Mamma avvolgeva il tutto con un foglio di carta; allora non c’era molta disponibilità di carta, e spesso si utilizzava quella gialla usata dal macellaio. “Cerca di riportarmi indietro la carta per la prossima volta” mi diceva, ed io, dopo mangiato, me la ripiegavo con cura, mezza unta com’era; in quel mondo semplice e pulito non vi era neppure la benché minima idea di che cosa fosse la tecnologia del confezionamento e dell’imballaggio dei nostri giorni; si conosceva e si praticava moltissimo il riciclaggio, quello vero ed onesto; lo spreco era considerato un peccato, uno schiaffo alla miseria, e a quei tempi di miseria ce ne era ancora tanta, ma riservata e dignitosa. “Non sprecate il pane!” ci dicevano gli adulti. Se facevamo cadere delle molliche del pane che stavamo mangiando, i vecchi ci riprendevano, prospettandoci una specie di legge del contrappasso nell’altro mondo, dicendo: “tutte quelle molliche le dovrai raccogliere una a una e mangiarle, in purgatorio”.

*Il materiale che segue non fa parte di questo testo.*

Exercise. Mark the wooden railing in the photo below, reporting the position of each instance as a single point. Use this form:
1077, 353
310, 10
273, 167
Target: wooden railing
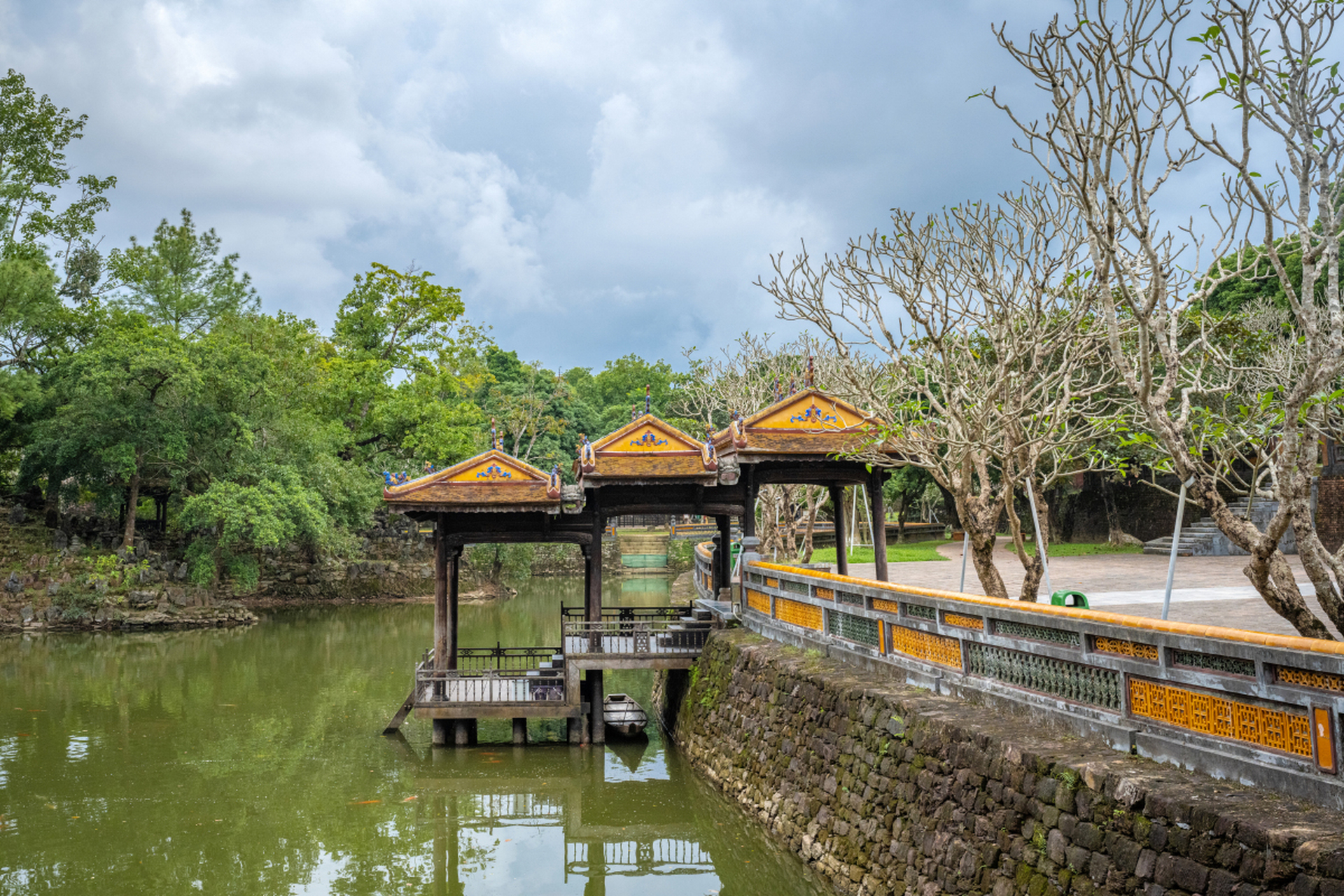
636, 638
505, 659
491, 675
1238, 703
625, 614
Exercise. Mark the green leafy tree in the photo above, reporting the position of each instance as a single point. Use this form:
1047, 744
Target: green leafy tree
239, 520
403, 365
179, 280
121, 413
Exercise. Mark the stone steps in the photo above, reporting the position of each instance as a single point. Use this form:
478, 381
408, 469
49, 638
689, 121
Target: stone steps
1196, 538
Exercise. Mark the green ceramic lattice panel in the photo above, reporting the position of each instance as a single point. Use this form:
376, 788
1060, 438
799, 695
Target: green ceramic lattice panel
1214, 663
1057, 678
1037, 633
851, 628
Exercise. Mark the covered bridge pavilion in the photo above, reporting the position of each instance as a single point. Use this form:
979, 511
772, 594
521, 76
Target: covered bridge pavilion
647, 466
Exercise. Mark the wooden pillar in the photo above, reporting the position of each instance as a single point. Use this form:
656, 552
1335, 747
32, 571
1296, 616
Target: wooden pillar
594, 567
749, 517
597, 727
440, 596
454, 555
715, 567
841, 556
596, 695
878, 507
724, 555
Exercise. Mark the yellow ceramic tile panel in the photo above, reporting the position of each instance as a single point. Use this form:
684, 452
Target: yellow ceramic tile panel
923, 645
758, 602
797, 613
964, 622
1212, 715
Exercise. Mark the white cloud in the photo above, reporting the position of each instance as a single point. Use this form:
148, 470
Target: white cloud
598, 178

Per ovviare alla mancanza di carta e per maggiore praticità, mia madre, abilissima nel cucito, mi fece un piccolo sacchetto di stoffa di cotone, ricavato forse da vecchie lenzuola, e mi ci sistemava il pranzo. Quel sacchetto, nel suo piccolo, ricordava la “musarola” dove i mulattieri e i contadini tenevano il loro pranzo (“mmotìna”).
Prendevo la cartella e, via di corsa, ché la corriera stava arrivando da Cappadocia, strombazzando ad ogni curva. Arrivavo spesso giusto in tempo, lì alla piazza davanti al negozio di Scrocchino. Salivo e mi sedevo vicino agli altri amici. C’era sempre quel forte odore di nafta, di fumo di sigarette e di aliti. Il tragitto era piuttosto lungo e accidentato. La strada bianca era stretta e piena di curve che a me, che soffrivo un po’ di mal d’auto, accentuavano quel malessere procurato da quegli odori; poi, con il tempo ci feci l’abitudine. Con occhio sdegnato, implorante ma rassegnato, guardavo quegli uomini con il toscano in bocca o con quelle terribili Alfa o, ancor peggio con quelle sigarette arrotolate con il trinciato forte che odoravano di tutto fuorché di tabacco; li avrei presi a schiaffi, se avessi potuto, ma i ragazzi allora non potevano quasi nulla e, d’altra parte, era normale fumare in autobus; lo faceva anche il conducente.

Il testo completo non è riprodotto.